The weirdest things, exchange students get asked

Every year foreign exchange students enroll at Imagine Prep. Clearly, cultural differences between these exchange students and the rest of the student body will exist. But every year the exchange students get asked lots of strange questions. I am also an exchange student from Germany. Therefore, I already know that you get asked funny questions every now and then. So far, I’ve also been able to meet other exchange students who could confirm that Americans have a different image of our home country than it actually is.

Alba Fernandez is a sophomore from Madrid, Spain said her host brother has asked her strange questions.

“One time he asked me if I had ever tried chips,” Fernandez said.

Not only Fernandez, but also Vittoria Rho, from Italy, has been asked funny questions by her host family.

“The weirdest thing my host parents asked or told me was if the name of Italian cities was in English,” Rho said. “Like they thought the real name of my city is Milan and that the real name of Rome was Rome.
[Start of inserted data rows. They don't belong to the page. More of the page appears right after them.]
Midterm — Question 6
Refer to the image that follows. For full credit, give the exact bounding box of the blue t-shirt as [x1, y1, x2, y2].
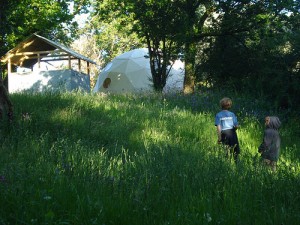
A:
[215, 110, 238, 130]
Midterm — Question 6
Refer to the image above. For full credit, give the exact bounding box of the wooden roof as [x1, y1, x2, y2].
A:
[1, 34, 96, 68]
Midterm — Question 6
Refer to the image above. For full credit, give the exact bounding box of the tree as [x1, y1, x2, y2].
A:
[198, 1, 300, 107]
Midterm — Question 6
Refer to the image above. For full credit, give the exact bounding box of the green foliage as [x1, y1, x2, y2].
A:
[0, 91, 300, 225]
[198, 1, 300, 109]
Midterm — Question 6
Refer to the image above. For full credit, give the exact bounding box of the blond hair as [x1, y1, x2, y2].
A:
[220, 97, 232, 110]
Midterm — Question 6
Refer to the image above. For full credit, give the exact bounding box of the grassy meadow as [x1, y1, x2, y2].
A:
[0, 91, 300, 225]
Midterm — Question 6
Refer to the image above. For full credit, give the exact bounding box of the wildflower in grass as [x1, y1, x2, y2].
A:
[43, 195, 52, 201]
[0, 176, 6, 183]
[204, 213, 212, 223]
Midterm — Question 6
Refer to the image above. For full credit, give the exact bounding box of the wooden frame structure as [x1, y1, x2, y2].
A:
[1, 34, 96, 75]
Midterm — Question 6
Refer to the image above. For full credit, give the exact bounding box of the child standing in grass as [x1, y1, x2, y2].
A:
[215, 97, 240, 162]
[258, 116, 281, 171]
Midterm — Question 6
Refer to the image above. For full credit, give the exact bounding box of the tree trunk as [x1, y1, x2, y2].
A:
[183, 43, 195, 94]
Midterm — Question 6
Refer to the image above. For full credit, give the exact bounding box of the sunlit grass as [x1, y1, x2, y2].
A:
[0, 92, 300, 225]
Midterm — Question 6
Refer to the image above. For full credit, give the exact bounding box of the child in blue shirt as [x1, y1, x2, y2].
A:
[215, 97, 240, 162]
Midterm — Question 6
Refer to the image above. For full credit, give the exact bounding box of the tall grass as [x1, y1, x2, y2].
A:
[0, 91, 300, 225]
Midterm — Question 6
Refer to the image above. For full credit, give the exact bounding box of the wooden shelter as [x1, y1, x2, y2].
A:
[1, 34, 96, 75]
[1, 34, 96, 93]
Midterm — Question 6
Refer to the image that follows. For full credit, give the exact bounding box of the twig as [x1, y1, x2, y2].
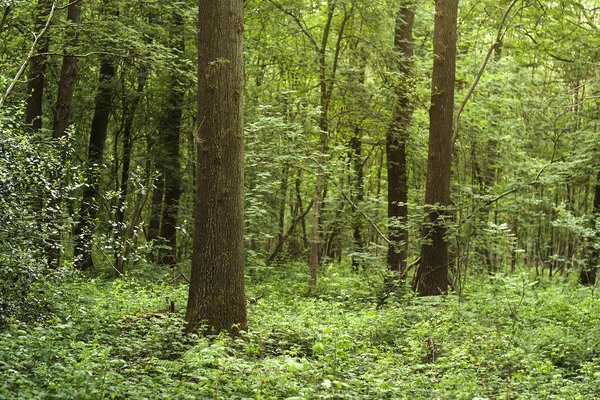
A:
[267, 198, 315, 265]
[461, 157, 565, 224]
[452, 0, 517, 146]
[0, 0, 58, 108]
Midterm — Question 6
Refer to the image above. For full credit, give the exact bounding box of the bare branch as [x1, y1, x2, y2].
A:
[452, 0, 517, 146]
[0, 0, 58, 108]
[269, 0, 320, 52]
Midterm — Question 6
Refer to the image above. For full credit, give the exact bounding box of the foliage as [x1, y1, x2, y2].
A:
[0, 109, 75, 328]
[0, 264, 600, 399]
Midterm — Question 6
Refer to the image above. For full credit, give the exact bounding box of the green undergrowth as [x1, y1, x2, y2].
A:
[0, 264, 600, 399]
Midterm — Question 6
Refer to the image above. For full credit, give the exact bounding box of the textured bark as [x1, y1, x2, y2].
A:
[386, 2, 415, 275]
[146, 174, 165, 242]
[52, 2, 81, 138]
[308, 1, 335, 296]
[417, 0, 458, 296]
[25, 0, 52, 131]
[115, 67, 148, 275]
[186, 0, 248, 334]
[350, 130, 365, 270]
[74, 57, 115, 270]
[45, 2, 81, 266]
[579, 172, 600, 286]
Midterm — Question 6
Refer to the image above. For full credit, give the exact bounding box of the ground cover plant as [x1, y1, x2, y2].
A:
[0, 0, 600, 400]
[0, 264, 600, 399]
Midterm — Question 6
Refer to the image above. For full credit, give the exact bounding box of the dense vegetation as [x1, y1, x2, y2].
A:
[0, 0, 600, 399]
[0, 264, 600, 399]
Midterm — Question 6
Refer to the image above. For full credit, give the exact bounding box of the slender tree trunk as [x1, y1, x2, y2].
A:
[277, 164, 290, 247]
[44, 3, 81, 267]
[386, 2, 415, 276]
[417, 0, 458, 296]
[25, 0, 52, 132]
[350, 130, 365, 270]
[74, 56, 115, 270]
[146, 173, 165, 242]
[579, 171, 600, 286]
[115, 67, 148, 274]
[186, 0, 248, 334]
[52, 2, 81, 138]
[159, 12, 185, 266]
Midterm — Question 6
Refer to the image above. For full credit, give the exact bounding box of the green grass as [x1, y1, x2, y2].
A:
[0, 264, 600, 400]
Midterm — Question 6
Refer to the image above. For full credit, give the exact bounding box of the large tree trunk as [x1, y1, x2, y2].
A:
[386, 2, 415, 275]
[159, 13, 185, 265]
[417, 0, 458, 296]
[74, 56, 115, 270]
[25, 0, 52, 131]
[186, 0, 248, 334]
[52, 2, 81, 138]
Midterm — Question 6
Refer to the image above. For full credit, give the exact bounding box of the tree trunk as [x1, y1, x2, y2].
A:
[579, 171, 600, 286]
[159, 12, 185, 266]
[417, 0, 458, 296]
[186, 0, 248, 334]
[350, 130, 365, 271]
[74, 56, 115, 270]
[386, 2, 415, 275]
[52, 2, 81, 138]
[115, 67, 148, 274]
[25, 0, 52, 132]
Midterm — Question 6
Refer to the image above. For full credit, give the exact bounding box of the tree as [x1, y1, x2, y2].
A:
[417, 0, 458, 296]
[25, 0, 53, 131]
[386, 1, 415, 274]
[186, 0, 248, 334]
[52, 2, 81, 138]
[74, 56, 115, 270]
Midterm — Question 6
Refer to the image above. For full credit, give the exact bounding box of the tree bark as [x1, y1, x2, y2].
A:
[25, 0, 52, 132]
[186, 0, 248, 334]
[579, 171, 600, 286]
[386, 2, 415, 275]
[115, 67, 148, 275]
[52, 2, 81, 139]
[417, 0, 458, 296]
[74, 56, 115, 270]
[159, 12, 185, 266]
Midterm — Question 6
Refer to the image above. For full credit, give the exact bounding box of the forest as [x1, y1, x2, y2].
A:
[0, 0, 600, 400]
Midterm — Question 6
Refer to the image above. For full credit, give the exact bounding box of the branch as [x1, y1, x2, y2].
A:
[461, 157, 565, 224]
[310, 156, 396, 247]
[0, 4, 11, 32]
[0, 0, 58, 108]
[452, 0, 517, 147]
[269, 0, 320, 52]
[267, 198, 315, 265]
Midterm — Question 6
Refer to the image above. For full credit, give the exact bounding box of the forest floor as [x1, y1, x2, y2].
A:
[0, 264, 600, 400]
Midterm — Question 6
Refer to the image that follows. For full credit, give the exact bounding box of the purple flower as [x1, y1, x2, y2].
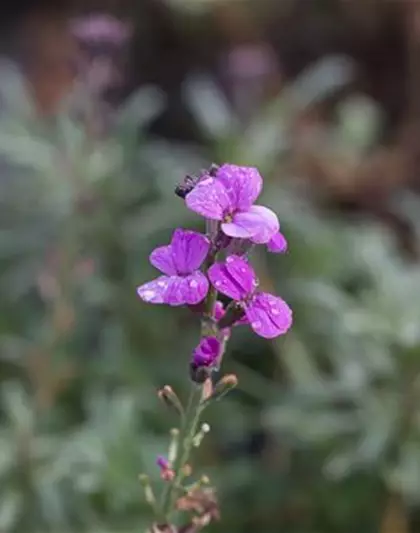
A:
[185, 164, 279, 244]
[208, 255, 292, 339]
[191, 337, 222, 368]
[137, 229, 210, 306]
[213, 301, 249, 340]
[72, 13, 132, 45]
[267, 232, 287, 254]
[156, 455, 171, 470]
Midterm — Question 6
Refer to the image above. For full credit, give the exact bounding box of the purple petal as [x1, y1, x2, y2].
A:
[246, 292, 292, 339]
[192, 337, 221, 367]
[208, 256, 256, 300]
[149, 246, 176, 276]
[213, 301, 225, 322]
[217, 165, 262, 211]
[267, 232, 287, 254]
[156, 455, 171, 470]
[137, 276, 172, 304]
[164, 271, 209, 306]
[222, 205, 279, 244]
[185, 177, 231, 220]
[171, 229, 210, 274]
[226, 255, 258, 294]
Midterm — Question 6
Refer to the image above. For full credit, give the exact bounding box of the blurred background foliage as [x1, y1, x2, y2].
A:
[0, 0, 420, 533]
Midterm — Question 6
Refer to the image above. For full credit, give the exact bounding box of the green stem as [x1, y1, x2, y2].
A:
[161, 384, 202, 523]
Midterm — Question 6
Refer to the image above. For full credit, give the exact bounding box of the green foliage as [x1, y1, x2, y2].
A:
[0, 46, 420, 533]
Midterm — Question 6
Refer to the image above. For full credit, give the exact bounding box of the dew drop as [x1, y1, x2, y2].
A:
[141, 290, 155, 302]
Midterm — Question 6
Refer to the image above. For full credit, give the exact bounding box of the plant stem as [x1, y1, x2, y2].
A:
[161, 383, 202, 523]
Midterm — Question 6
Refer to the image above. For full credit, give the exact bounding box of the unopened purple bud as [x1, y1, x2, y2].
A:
[175, 164, 220, 199]
[156, 455, 171, 470]
[192, 337, 221, 367]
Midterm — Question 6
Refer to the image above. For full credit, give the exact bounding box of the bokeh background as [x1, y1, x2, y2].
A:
[0, 0, 420, 533]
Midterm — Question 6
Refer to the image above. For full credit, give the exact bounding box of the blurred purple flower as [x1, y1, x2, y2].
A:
[208, 256, 292, 339]
[267, 232, 287, 254]
[71, 13, 132, 45]
[192, 337, 222, 368]
[137, 229, 210, 306]
[186, 164, 279, 244]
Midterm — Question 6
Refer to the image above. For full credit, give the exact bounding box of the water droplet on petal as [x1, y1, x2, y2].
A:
[141, 290, 155, 301]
But the real name is in Italian. It was really weird.”

Vittoria Rho (sophomore) with a random cowboy in Tucson (Vittoria)

“So, my host mom sometimes asks me some weird things,” Maximilian Beykirch is a German exchange student studying in Cave Creek. “For example, do you have a certain way of eating potatoes or do you have this and that in Germany which is actually quite normal and I think everywhere in the world.”
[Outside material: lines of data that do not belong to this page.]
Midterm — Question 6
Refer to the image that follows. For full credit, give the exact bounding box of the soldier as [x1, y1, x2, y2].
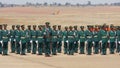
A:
[20, 25, 27, 55]
[30, 25, 37, 54]
[116, 26, 120, 53]
[10, 25, 16, 53]
[0, 25, 3, 54]
[26, 25, 31, 53]
[2, 24, 9, 55]
[109, 25, 116, 54]
[52, 25, 58, 55]
[85, 25, 93, 55]
[14, 25, 20, 54]
[57, 25, 63, 53]
[37, 25, 44, 55]
[43, 22, 52, 57]
[74, 26, 79, 53]
[100, 25, 108, 55]
[68, 26, 75, 55]
[93, 25, 100, 54]
[78, 26, 86, 54]
[63, 26, 68, 54]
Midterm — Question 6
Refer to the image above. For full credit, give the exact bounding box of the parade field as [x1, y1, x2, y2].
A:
[0, 6, 120, 68]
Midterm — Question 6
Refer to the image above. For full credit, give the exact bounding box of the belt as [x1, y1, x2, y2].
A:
[3, 37, 8, 39]
[80, 36, 85, 38]
[53, 36, 57, 38]
[68, 36, 73, 38]
[32, 36, 36, 38]
[87, 36, 92, 38]
[110, 37, 115, 38]
[38, 36, 43, 38]
[21, 37, 25, 39]
[102, 36, 107, 38]
[94, 35, 98, 37]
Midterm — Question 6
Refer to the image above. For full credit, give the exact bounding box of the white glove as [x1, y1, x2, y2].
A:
[9, 39, 11, 41]
[66, 40, 68, 43]
[118, 41, 120, 44]
[108, 40, 110, 43]
[13, 39, 16, 41]
[0, 40, 3, 43]
[92, 41, 95, 45]
[30, 40, 33, 43]
[19, 40, 22, 45]
[35, 40, 38, 43]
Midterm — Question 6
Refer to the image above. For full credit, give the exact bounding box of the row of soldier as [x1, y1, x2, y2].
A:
[0, 22, 120, 56]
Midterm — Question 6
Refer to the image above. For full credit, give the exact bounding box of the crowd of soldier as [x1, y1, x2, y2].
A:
[0, 22, 120, 56]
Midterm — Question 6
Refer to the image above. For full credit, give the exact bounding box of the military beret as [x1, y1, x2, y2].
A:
[45, 22, 50, 24]
[21, 25, 25, 27]
[16, 25, 20, 28]
[12, 25, 15, 27]
[80, 26, 84, 28]
[33, 25, 36, 27]
[27, 25, 31, 27]
[74, 26, 77, 28]
[53, 25, 57, 27]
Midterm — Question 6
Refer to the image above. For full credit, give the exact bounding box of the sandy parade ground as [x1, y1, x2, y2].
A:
[0, 6, 120, 68]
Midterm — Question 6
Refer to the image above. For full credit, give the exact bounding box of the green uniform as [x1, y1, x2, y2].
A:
[116, 30, 120, 53]
[2, 30, 9, 55]
[31, 30, 37, 54]
[100, 30, 108, 55]
[93, 31, 100, 54]
[73, 30, 79, 53]
[37, 30, 44, 55]
[78, 30, 86, 54]
[43, 27, 52, 56]
[109, 30, 116, 54]
[0, 29, 2, 54]
[26, 29, 31, 53]
[20, 30, 27, 55]
[57, 30, 63, 53]
[15, 30, 21, 54]
[68, 30, 75, 55]
[85, 30, 93, 55]
[63, 30, 68, 54]
[10, 29, 16, 53]
[52, 30, 58, 55]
The exchange students’ classmates also asked weird questions. Fernandez got asked if you could walk to Spain.

“They asked me if I speak French,” Rho said. “Like if French is my first language. Then they asked me if Rome was a country and not the capital city of Italy. And they asked me if Italy is Ireland.”
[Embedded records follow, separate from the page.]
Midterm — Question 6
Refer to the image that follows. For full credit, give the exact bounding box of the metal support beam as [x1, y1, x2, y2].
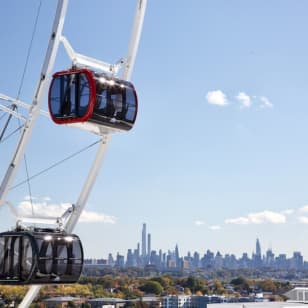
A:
[16, 0, 68, 308]
[0, 0, 68, 211]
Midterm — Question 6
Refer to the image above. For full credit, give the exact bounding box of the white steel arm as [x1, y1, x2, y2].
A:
[122, 0, 147, 80]
[12, 0, 68, 308]
[0, 104, 27, 122]
[0, 93, 50, 120]
[19, 0, 146, 308]
[0, 0, 68, 212]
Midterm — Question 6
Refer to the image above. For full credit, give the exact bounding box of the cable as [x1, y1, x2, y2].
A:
[24, 155, 34, 217]
[10, 139, 101, 190]
[0, 124, 24, 144]
[16, 0, 42, 100]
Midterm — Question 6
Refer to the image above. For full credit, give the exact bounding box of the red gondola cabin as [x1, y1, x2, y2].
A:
[48, 69, 138, 130]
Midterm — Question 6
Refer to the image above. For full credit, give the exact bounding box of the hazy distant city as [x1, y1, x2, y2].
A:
[85, 223, 308, 271]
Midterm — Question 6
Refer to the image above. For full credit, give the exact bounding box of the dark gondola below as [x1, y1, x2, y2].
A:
[0, 230, 83, 285]
[48, 69, 138, 130]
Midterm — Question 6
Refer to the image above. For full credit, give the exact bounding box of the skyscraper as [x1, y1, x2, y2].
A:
[148, 233, 151, 258]
[256, 238, 261, 258]
[141, 224, 147, 260]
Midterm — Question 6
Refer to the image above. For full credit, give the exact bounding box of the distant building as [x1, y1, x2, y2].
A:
[43, 296, 81, 308]
[284, 287, 308, 304]
[141, 224, 147, 260]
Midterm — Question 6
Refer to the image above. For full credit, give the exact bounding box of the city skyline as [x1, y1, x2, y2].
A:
[85, 223, 308, 270]
[0, 0, 308, 260]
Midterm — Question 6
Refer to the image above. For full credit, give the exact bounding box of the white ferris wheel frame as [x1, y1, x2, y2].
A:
[0, 0, 147, 308]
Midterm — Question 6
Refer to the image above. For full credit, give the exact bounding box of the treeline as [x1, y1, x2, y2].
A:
[0, 275, 292, 303]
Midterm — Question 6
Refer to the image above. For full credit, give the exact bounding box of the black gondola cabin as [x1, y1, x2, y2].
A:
[48, 69, 138, 130]
[0, 230, 83, 285]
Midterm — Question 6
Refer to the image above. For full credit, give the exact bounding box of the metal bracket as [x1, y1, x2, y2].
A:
[60, 35, 126, 75]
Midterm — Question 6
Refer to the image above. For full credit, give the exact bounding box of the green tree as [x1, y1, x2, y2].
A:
[139, 280, 163, 295]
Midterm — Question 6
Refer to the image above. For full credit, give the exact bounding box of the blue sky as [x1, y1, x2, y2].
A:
[0, 0, 308, 259]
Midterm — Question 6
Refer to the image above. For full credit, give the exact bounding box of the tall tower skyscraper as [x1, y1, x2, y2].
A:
[141, 224, 147, 260]
[148, 233, 151, 258]
[256, 238, 261, 258]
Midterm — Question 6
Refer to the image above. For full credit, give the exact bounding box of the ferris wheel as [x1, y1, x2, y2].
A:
[0, 0, 147, 307]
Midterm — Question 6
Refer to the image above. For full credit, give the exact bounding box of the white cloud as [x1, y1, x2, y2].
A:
[206, 90, 228, 106]
[281, 209, 294, 215]
[299, 205, 308, 213]
[17, 200, 116, 224]
[79, 210, 116, 224]
[225, 211, 286, 225]
[235, 92, 252, 108]
[297, 216, 308, 224]
[209, 225, 221, 231]
[260, 96, 274, 108]
[195, 220, 205, 227]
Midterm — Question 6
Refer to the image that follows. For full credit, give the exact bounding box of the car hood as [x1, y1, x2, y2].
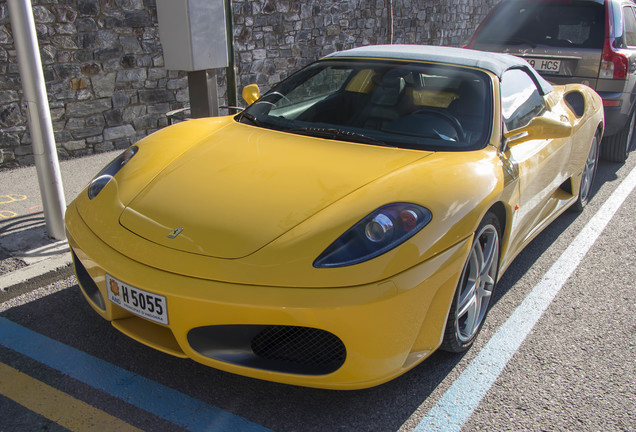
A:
[120, 123, 431, 259]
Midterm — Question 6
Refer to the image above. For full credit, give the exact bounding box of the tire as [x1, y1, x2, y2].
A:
[601, 110, 636, 163]
[571, 136, 600, 212]
[440, 212, 501, 353]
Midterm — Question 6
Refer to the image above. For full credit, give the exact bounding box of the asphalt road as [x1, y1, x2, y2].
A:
[0, 152, 636, 432]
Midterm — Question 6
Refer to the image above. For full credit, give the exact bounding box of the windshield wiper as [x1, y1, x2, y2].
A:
[239, 111, 269, 127]
[285, 127, 393, 147]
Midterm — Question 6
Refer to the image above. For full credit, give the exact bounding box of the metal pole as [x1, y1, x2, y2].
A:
[8, 0, 66, 240]
[188, 69, 219, 118]
[225, 0, 238, 114]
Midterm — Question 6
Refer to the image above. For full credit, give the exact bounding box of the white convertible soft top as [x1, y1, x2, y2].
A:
[324, 45, 552, 95]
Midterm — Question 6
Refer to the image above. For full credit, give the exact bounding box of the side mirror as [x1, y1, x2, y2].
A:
[504, 117, 572, 147]
[242, 84, 261, 105]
Me, as an exchange student, I wanted to know more about the other perspective. That’s why I also included the view of an American student. 

Maximilian Beykirch standing in front of the American flag (Melanie Beykirch)

First I wanted to know what a question Morgan Stanford from Imagine Prep asked one of the foreign exchange students. 

“Do you guys speak English in your country, or do you speak a different language?” Stanford said. “I wanted to learn and see how different that country is from America because I haven’t been to another country in a long time.”

She also described the reaction of the exchange student. 

“She laughed and then explained that she learned English at school and sometimes speaks English but mostly German.” 

Beykirch said that his classmates haven’t asked him weird questions yet. But he thinks it’s funny that they accept that the European students are more clever and that they say over themselves that they are stupid.

Claudia Carreras is an exchange student from Spain. She was asked if she drank and smoked in Spain or if she was from Mexico. She said that she felt weird after she got asked these questions. 

Claudia Carreres (sophomore) with her host sister Riah (freshman) at Grand Canyon (Marissa Reisner)

“I was shocked,” Rho said. “When they asked me about Rome, I was really really shocked. I had no words. Because it is basic knowledge. So it was really weird. When they asked me if I speak French as my first language, you know French France, Italian, Italy. And that was weird. Maybe they didn’t think about it.”

Before I came to the U.S. my organization prepared me for weird questions that Americans would ask me. But did the other exchange students from different organizations get prepared too?

“Yes. I knew that people would ask these questions,” Fernandez said. “But it didn’t help me. I knew that they were going to ask dumb things, but I didn’t know that it would be this dumb. I thought they would be going to ask `Oh, are you Mexican? ´, they always say that or `Do you have cars in Spain.´”

“No,” Rho said. “They didn’t prepare me for this kind of question. More maybe about food, like pizza. More about culture shock.”

The question that I asked myself next was if the prejudices were too harsh. 

“Sometimes yes,” Fernandez said. “Because they ask you things, but they already know the answer, to just make fun of you or something like that. So yes.” 

“So sometimes students and my host brother ask me about “German History” (if you know what I mean),” Beykirch said. “And they sometimes make fun of me, but it is ok.” 

Stanford herself thinks that being an exchange student would be really interesting. 

“I think it would be really cool because I would love to meet new people,” Stanford said. “but I would be scared being so far away from my family.”

Overall, I know why Americans ask foreign exchange students these questions. I know that it is not meant to be rude to us. They just want to get to know more about other countries. I also understood that the geographical knowledge of some people is different than others.